In some cases we do want to be able to change the tables during run time. For example, Haskell lets the programmer declare the precedence of binary operators; and most Prolog dialects allow one to declare new operators along with associativity and precedence. If we do want to change the table on the fly, a hash map can be used.

Having reduced the number of tables from 3 in Pratt's paper to 2, the next step might be to have one table and only one kind of command. I.e. ensure that every concrete command has all 4 methods (LeD, LBP, NBP, and Nud). I didn't do this, because we might want to vary the tables independently. Consider adding function application syntax x(y) to the language. What does this have to do with parenthesization? Nothing really. Yet if I only had one command class for "(", it would have responsibilities for both parenthesization and function application. The treatment of a token when it's used as an N token and when it's used as an L token are two different responsibilities and shouldn't be in the same class.

Another approach is to do away with the tables and use objects as tokens that have the LeD, LBP, NBP, and NuD methods built into them. The comments of the previous paragraph apply.

As mentioned above, the NBP method is my own addition. It's used for making binary operators --and the like-- nonassociative. If you don't have need of it, don't implement it and change the E procedure to

E(p) is  
    var token := next
    consume
    var t := nullComm[token].NuD( token )
    loop
        token := next
        const c := leftComm[token]
        exit unless p ≤ c.LBP
        consume
        t := c.LeD( t, token )
    return t

 

References

[0] Eli Bendersky, "Top-Down operator precedence parsing", January 2010, http://eli.thegreenplace.net/2010/01/02/top-down-operator-precedence-parsing

[1] Andy Chu, "Pratt Parsing and Precedence Climbing Are the Same Algorithm", Nov 2016. http://www.oilshell.org/blog/2016/11/01.html

[2] Andy Chu, "Review of Pratt/TDOP Parsing Tutorials", Nov 2016. http://www.oilshell.org/blog/2016/11/02.html

[3] Andy Chu, "Pratt Parsing Without Prototypal Inheritance, Global Variables, Virtual Dispatch, or Java". "http://www.oilshell.org/blog/2016/11/03.html"

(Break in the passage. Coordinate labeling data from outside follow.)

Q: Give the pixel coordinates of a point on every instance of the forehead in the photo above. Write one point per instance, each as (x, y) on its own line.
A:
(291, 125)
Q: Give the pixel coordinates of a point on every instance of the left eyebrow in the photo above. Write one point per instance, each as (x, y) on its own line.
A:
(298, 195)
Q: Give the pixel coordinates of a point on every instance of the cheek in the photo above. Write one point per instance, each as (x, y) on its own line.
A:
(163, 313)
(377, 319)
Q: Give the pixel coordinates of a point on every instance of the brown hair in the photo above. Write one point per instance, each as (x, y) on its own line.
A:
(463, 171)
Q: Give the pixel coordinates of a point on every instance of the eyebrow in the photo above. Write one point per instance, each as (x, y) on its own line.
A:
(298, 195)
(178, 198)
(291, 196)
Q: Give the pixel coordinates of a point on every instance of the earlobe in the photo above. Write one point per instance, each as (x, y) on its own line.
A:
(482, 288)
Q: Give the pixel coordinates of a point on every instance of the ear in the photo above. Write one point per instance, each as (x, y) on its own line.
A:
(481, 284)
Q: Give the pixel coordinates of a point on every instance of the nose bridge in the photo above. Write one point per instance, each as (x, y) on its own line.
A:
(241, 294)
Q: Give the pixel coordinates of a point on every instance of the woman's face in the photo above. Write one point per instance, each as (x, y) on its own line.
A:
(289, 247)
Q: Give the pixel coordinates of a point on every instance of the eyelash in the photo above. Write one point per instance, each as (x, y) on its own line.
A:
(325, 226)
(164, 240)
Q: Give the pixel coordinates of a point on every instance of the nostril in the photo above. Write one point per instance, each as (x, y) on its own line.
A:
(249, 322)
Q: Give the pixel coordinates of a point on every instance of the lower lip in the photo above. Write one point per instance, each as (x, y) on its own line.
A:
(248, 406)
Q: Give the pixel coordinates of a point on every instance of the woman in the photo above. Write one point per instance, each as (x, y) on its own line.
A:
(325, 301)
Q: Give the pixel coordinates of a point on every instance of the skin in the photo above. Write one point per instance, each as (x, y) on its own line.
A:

[4] Keith Clarke, "The top-down parsing of expressions", Research Report 383, Dept of Computer Science, Queen Mary College. Archived at http://antlr.org/papers/Clarke-expr-parsing-1986.pdf.

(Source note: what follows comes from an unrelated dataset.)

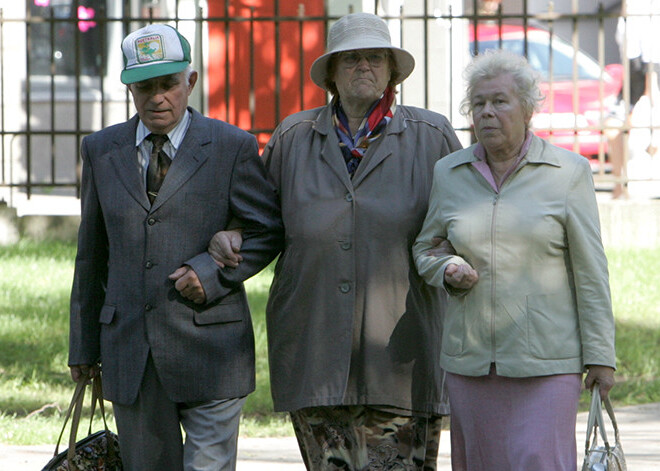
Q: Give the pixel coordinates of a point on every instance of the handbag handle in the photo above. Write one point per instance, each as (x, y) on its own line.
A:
(75, 411)
(595, 420)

[5] Theodore S. Norvell, "Parsing Expressions by Recursive Descent", 1999 (revised 2013), http://www.engr.mun.ca/~theo/Misc/exp_parsing.htm

[6] Vaughn R. Pratt, "Top down operator precedence", Proceedings of the 1st symposium on principles of programming languages (POPL), 1973, http://dl.acm.org/citation.cfm?id=512931

[7] Martin Richards and Collin Whitby-Stevens, BCPL -- the language and its compiler, Cambridge University Press, 1979.

Acknowledgement

Thanks to Andy Chu for pointing out the connection between precedence climbing and Pratt parsing.